This work addresses the threat posed by intelligent eavesdropping drones that observe legitimate drone behavior and adaptively adjust their trajectories to maximize information interception, as well as the prohibitive overhead of acquiring global dynamic network states. To tackle these challenges, the authors propose a Digital Twin-driven Simultaneous Learning and Modeling framework (DT-SLAM), which uniquely integrates digital twin technology with reinforcement learning to formulate a multi-stage Stackelberg game. This model jointly optimizes ground user transmissions, UAV trajectories, communication/interference mode switching, and networking topology. A robust Proximal Policy Optimization (RPPO) algorithm is developed to actively explore high-uncertainty regions under model mismatch, significantly enhancing decision-making efficiency and security. Experimental results demonstrate that DT-SLAM improves RPPO convergence speed by approximately 12% and increases secure throughput by 8.6%.

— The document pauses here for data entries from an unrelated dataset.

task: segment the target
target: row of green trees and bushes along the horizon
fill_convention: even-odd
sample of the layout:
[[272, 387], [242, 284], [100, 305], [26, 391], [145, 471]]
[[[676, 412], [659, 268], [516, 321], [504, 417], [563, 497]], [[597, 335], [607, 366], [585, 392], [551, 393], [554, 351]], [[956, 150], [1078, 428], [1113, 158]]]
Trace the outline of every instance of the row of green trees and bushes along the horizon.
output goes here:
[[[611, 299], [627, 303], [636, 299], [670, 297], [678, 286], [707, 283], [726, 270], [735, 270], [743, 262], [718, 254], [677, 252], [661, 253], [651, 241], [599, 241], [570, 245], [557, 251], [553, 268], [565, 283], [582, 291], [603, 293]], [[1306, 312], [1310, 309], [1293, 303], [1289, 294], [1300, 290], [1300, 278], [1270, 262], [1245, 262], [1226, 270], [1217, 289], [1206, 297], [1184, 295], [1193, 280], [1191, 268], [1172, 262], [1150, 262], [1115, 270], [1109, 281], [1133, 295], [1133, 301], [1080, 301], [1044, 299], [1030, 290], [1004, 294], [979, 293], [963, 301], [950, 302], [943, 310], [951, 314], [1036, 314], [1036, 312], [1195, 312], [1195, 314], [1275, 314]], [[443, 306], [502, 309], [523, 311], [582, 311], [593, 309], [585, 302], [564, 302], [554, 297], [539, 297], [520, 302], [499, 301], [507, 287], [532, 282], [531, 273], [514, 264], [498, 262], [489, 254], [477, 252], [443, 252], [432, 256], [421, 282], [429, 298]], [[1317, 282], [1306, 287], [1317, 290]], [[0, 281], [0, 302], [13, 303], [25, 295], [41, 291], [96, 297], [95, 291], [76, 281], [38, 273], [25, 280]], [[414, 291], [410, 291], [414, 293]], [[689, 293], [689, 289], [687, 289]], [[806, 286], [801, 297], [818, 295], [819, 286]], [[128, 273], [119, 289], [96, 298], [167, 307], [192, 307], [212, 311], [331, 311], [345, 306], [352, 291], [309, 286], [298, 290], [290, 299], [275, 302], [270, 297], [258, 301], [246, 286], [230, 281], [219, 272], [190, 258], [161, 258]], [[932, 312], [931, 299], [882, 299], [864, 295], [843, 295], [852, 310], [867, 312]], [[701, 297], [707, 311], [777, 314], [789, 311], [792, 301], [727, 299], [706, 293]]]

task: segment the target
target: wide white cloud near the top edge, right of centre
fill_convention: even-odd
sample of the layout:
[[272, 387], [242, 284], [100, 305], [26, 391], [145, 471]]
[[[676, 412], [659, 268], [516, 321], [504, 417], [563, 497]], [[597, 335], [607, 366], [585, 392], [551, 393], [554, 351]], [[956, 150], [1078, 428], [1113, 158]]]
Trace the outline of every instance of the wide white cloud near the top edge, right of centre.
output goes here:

This paper focuses on secure communications in UAV-assisted wireless networks, which comprise multiple legitimate UAVs (LE-UAVs) and an intelligent eavesdropping UAV (EA-UAV). The intelligent EA-UAV can observe the LE-UAVs'transmission strategies and adaptively adjust its trajectory to maximize information interception. To counter this threat, we propose a mode-switching scheme that enables LE-UAVs to dynamically switch between the data transmission and jamming modes, thereby balancing data collection efficiency and communication security. However, acquiring full global network state information for LE-UAVs' decision-making incurs significant overhead, as the network state is highly dynamic and time-varying. To address this challenge, we propose a digital twin-enabled simultaneous learning and modeling (DT-SLAM) framework that allows LE-UAVs to learn policies efficiently within the DT, thereby avoiding frequent interactions with the real environment. To capture the competitive relationship between the EA-UAV and the LE-UAVs, we model their interactions as a multi-stage Stackelberg game and jointly optimize the GUs' transmission control, UAVs' trajectory planning, mode selection, and network formation to maximize overall secure throughput. Considering potential model mismatch between the DT and the real environment, we propose a robust proximal policy optimization (RPPO) algorithm that encourages LE-UAVs to explore service regions with higher uncertainty. Numerical results demonstrate that the proposed DT-SLAM framework effectively supports the learning process. Meanwhile, the RPPO algorithm converges about 12% faster and the secure throughput can be increased by 8.6% compared to benchmark methods.